Drug Enforcement Administration (DEA), Department of Justice.
The Drug Enforcement Administration (DEA) is finalizing, without change, the Interim Rule with Request for Comment published in the Federal Register on July 25, 2007 (72 FR 40738). The Interim Rule removed the Controlled Substances Act (CSA) exemptions for chemical mixtures containing ephedrine and/or pseudoephedrine with concentration limits at or below five percent. Upon the effective date of the Interim Rule, all ephedrine and pseudoephedrine chemical mixtures, regardless of concentration and form, became subject to the regulatory provisions of the CSA. DEA regulated the importation, exportation, manufacture, and distribution of these chemical mixtures by requiring persons who handle these chemical mixtures to register with DEA, maintain certain records common to business practice, and file certain reports, regarding these chemical mixtures. No comments to the Interim Rule were received. This Final Rule finalizes the Interim Rule without change.
August 11, 2008.Start Further Info
FOR FURTHER INFORMATION CONTACT:
Christine A. Sannerud, PhD, Chief, Drug & Chemical Evaluation Section, Office of Diversion Control, Drug Enforcement Administration, Washington, DC 20537, telephone (202) 307-7183, fax (202) 353-1263, or e-mail email@example.com.End Further Info End Preamble Start Supplemental Information
On July 25, 2007 (72 FR 40738), the Drug Enforcement Administration (DEA) published an Interim Rule with Request for Comment removing the Controlled Substances Act (CSA) exemptions for chemical mixtures containing ephedrine and/or pseudoephedrine with concentration limits at or below five percent.

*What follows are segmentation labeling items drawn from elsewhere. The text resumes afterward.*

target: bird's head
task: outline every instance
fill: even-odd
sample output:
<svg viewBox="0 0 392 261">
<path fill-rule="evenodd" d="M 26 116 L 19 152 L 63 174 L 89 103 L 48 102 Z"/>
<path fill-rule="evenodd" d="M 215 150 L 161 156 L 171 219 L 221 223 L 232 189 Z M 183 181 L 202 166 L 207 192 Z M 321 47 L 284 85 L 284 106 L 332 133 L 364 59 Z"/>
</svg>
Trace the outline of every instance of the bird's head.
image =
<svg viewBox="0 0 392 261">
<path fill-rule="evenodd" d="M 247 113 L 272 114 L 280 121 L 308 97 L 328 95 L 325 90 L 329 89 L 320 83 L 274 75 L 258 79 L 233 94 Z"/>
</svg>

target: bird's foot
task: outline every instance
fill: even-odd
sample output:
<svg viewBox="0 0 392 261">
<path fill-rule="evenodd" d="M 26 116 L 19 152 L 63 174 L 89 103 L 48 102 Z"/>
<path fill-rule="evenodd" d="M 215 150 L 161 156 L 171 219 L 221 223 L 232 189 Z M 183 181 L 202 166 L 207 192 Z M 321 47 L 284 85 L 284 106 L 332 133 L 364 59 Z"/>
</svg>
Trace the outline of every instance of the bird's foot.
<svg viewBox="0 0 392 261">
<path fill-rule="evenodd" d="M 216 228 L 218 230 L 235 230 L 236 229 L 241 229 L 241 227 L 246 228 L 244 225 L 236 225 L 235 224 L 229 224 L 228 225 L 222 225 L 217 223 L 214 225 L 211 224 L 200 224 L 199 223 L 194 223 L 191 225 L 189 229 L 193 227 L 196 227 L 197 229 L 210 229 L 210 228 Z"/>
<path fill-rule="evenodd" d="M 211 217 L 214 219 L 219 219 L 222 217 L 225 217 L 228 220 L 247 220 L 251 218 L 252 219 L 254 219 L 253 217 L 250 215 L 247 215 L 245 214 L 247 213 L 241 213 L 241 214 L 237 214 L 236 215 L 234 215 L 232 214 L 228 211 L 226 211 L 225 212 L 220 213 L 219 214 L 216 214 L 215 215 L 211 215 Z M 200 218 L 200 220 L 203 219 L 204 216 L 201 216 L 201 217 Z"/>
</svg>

Those chemical mixtures included dietary supplements containing the List I chemicals ephedrine or pseudoephedrine, which are regulated as chemical mixtures under the CSA. DEA had previously exempted these products from CSA regulatory control if the total concentration of the ephedrine and/or pseudoephedrine was at or below five percent, in an effort to reduce the regulatory burden on the dietary and nutritional supplement industry (68 FR 23195, May 1, 2003). However, on February 11, 2004, the Food and Drug Administration (FDA) issued a Final Rule (69 FR 6787) declaring dietary supplements containing ephedrine alkaloids adulterated under the Federal Food, Drug, and Cosmetic Act (the FFD&C Act) because these dietary supplements present an unreasonable risk of illness or injury. Effective April 12, 2004, the FDA rule prohibited the sale of dietary supplements containing ephedrine alkaloids such as ephedra (also known as Ma Huang, sida Start Printed Page 39612cordifolia and pinellia). The effect of the FDA rule was to ban the lawful marketing of these products.
DEA notes that the FDA ban addresses only the marketing of dietary supplements containing ephedrine alkaloids. The raw materials used to manufacture these dietary supplements are not restricted by the FDA ban. Accordingly, to control those materials, DEA needed to address the importation, exportation, manufacture, or distribution of chemical mixtures with concentration limits of ephedrine and/or pseudoephedrine at or below five percent. As there yet may be legitimate uses for chemical mixtures with concentration limits at or below five percent, the importation, exportation, manufacture, and distribution of these chemical mixtures (for purposes other than use in dietary supplements containing ephedrine alkaloids) are not prohibited by either FDA's ban regarding the marketing of such dietary supplements or by DEA law and regulations. Accordingly, as discussed in the Interim Rule (72 FR 40738, July 25, 2007), DEA removed the exempt status of chemical mixtures containing ephedrine and/or pseudoephedrine with concentration limits at or below five percent.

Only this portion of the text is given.